Since mate is a beverage containing caffeine, it is necessary to evaluate its consumption during pregnancy, especially in South American countries such as Argentina, Brazil, Paraguay and Uruguay; where this infusion is part of the daily life.
Caffeine is a substance that acts as a stimulant of the central nervous system, producing a state of alertness and a temporary elimination of fatigue. Caffeine is not only present in coffee. It is also found in chocolate, tea, sodas, energy drinks and to a lesser extent, in yerba mate.
Almost by consensus, pregnant women are advised to decrease (and in some cases, eliminate) caffeine from their diet. There are scientific studies that indicate that the consumption of caffeine exceeding 200/300 mg is associated with low birthweight in newborns. Another negative effect of caffeine is the increased production of gastric juice, which can worsen the sensation of acidity for the pregnant woman.
According to nutritionist Julieta Lupardo (Halitus Medical Institute, Buenos Aires), the consumption of caffeine for a pregnant woman should not exceed 200 mg per day, not only as coffee but any other caffeinated beverages. Mate “cebado” (dried leaves in a gourd with hot water) provides between 125 and 175 mg of caffeine (three tablespoons of yerba and half a liter of water).
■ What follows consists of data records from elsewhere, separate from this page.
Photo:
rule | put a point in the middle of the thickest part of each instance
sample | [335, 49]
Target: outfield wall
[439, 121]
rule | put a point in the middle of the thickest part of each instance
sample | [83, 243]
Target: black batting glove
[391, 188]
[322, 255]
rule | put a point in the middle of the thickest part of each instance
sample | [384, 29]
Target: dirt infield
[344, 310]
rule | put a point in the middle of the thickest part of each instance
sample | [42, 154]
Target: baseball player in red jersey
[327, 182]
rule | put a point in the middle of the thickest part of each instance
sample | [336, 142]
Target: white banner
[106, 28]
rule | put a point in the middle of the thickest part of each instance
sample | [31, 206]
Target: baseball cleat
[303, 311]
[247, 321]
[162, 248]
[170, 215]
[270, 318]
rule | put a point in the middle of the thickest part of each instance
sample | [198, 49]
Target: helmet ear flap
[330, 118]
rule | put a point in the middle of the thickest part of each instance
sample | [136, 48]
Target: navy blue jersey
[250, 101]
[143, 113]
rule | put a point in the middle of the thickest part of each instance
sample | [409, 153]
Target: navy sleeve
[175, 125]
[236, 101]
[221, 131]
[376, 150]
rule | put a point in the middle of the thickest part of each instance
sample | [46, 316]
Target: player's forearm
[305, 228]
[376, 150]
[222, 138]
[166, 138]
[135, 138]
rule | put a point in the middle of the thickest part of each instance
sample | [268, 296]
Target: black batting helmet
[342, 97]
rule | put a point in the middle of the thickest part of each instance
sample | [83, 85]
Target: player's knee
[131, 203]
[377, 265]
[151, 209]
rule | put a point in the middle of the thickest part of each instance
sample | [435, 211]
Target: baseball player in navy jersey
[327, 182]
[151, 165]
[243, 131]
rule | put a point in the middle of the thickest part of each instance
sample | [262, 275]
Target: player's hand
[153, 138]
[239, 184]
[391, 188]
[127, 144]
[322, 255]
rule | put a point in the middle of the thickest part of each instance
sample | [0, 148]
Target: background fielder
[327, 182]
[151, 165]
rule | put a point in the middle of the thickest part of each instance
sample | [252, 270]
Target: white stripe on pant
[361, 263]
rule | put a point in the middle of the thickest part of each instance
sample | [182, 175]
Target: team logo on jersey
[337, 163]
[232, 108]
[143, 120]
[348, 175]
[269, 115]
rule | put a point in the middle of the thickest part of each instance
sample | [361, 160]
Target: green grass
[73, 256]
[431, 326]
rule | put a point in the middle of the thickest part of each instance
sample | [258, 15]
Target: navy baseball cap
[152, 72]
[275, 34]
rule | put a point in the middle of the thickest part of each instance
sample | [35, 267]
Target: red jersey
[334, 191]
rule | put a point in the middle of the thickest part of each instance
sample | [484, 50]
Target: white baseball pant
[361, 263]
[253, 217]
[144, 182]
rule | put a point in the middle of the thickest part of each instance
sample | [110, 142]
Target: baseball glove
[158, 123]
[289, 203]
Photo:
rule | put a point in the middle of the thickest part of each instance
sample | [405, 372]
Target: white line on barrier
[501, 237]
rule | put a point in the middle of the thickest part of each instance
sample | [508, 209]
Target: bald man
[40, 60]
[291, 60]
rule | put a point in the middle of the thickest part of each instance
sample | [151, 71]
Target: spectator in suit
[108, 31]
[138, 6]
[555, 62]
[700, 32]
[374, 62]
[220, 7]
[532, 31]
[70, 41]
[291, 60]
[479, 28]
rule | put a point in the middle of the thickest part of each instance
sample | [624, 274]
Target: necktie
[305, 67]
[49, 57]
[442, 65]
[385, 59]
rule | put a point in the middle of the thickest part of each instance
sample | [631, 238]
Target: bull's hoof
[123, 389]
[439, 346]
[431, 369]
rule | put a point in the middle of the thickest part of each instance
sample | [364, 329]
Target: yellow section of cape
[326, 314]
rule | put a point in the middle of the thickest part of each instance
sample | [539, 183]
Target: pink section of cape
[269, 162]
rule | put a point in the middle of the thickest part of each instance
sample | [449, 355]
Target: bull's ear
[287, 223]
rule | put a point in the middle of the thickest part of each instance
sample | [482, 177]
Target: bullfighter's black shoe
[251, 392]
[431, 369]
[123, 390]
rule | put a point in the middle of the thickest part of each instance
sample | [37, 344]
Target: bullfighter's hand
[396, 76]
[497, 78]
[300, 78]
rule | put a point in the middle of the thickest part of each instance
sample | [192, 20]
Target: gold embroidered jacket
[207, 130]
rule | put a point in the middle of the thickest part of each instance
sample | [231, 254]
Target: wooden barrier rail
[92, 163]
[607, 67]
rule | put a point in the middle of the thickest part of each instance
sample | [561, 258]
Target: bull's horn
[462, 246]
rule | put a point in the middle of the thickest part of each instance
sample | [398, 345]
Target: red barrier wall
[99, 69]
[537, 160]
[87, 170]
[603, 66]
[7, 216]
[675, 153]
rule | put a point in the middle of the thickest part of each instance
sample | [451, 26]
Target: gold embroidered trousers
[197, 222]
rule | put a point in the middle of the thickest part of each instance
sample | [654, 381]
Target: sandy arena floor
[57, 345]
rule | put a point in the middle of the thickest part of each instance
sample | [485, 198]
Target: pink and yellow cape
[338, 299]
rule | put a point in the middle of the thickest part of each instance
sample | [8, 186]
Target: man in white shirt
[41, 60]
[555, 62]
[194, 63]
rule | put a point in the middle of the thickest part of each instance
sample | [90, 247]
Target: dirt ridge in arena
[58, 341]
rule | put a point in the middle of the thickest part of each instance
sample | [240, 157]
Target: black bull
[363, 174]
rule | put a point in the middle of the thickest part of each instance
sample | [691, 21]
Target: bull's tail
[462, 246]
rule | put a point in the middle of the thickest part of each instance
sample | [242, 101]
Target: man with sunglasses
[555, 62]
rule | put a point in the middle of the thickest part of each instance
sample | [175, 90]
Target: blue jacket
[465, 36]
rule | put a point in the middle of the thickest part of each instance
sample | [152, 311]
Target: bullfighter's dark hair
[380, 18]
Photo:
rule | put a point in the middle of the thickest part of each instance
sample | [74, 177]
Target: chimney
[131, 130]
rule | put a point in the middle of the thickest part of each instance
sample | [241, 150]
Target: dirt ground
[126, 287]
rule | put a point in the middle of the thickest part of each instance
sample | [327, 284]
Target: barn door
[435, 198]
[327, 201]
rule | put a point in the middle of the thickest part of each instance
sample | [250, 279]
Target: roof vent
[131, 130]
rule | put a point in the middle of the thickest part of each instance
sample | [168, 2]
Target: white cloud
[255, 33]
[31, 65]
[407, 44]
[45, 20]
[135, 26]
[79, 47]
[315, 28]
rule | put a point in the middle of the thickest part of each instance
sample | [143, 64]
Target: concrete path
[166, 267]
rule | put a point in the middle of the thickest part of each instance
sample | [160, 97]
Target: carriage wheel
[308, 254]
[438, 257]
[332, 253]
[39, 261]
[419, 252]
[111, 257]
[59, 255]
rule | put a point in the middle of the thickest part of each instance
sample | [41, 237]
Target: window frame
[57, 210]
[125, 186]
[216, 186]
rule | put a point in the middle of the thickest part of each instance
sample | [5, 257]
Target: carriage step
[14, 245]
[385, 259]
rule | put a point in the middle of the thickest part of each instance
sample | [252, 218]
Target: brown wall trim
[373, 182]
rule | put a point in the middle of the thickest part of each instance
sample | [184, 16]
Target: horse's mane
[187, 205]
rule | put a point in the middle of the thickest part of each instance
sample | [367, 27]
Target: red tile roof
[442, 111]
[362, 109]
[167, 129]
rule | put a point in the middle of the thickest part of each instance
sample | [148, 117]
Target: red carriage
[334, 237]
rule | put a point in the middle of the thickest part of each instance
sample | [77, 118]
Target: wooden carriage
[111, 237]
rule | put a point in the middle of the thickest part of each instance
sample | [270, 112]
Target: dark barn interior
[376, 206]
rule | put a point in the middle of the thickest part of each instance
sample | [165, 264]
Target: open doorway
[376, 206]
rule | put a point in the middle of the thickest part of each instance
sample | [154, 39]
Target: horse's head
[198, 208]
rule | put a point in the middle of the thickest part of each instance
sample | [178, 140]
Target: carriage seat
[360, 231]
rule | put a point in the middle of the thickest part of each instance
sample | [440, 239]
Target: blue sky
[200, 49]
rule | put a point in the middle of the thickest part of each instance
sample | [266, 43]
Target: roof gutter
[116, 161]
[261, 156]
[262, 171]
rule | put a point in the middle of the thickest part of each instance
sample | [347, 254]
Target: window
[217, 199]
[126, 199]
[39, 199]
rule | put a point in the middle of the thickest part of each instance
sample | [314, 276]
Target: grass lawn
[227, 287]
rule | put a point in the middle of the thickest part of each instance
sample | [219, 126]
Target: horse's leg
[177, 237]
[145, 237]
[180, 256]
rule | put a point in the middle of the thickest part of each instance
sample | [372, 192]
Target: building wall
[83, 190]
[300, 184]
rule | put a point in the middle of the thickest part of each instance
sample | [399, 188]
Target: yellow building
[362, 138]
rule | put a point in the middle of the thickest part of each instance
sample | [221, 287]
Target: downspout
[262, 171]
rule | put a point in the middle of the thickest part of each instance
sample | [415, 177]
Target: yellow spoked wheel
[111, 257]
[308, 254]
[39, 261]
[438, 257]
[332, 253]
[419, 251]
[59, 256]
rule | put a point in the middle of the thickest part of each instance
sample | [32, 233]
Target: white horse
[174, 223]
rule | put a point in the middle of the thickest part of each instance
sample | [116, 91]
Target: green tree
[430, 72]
In the case of boiled mate, for example, a tea bag in a cup of water can contain between 15 and 20 mg of caffeine.
“As long as quantity is controlled, mate should not be a problem during pregnancy; but it is important to take into account other sources of caffeine so the future mother does not exceed the allowable amount per day.”
Thus, a pregnant woman can drink a cup of boiled mate (the variety with chamomile and anise may bring extra benefits) or even an occasional mate with a gourd (not exceeding half a liter); as long as other caffeinated substances are limited.
It is always advisable to adjust the daily habits based on the health of the baby. These are some beverages (besides water, which is essential) that the pregnant woman can drink: Natural juices, decaffeinated coffee and tea, light or diet sodas (only from time to time), milk, alcohol-free beer… and of course, yerba mate! The most important thing is to have a conscious and moderate diet, closely monitored by a trusted specialist.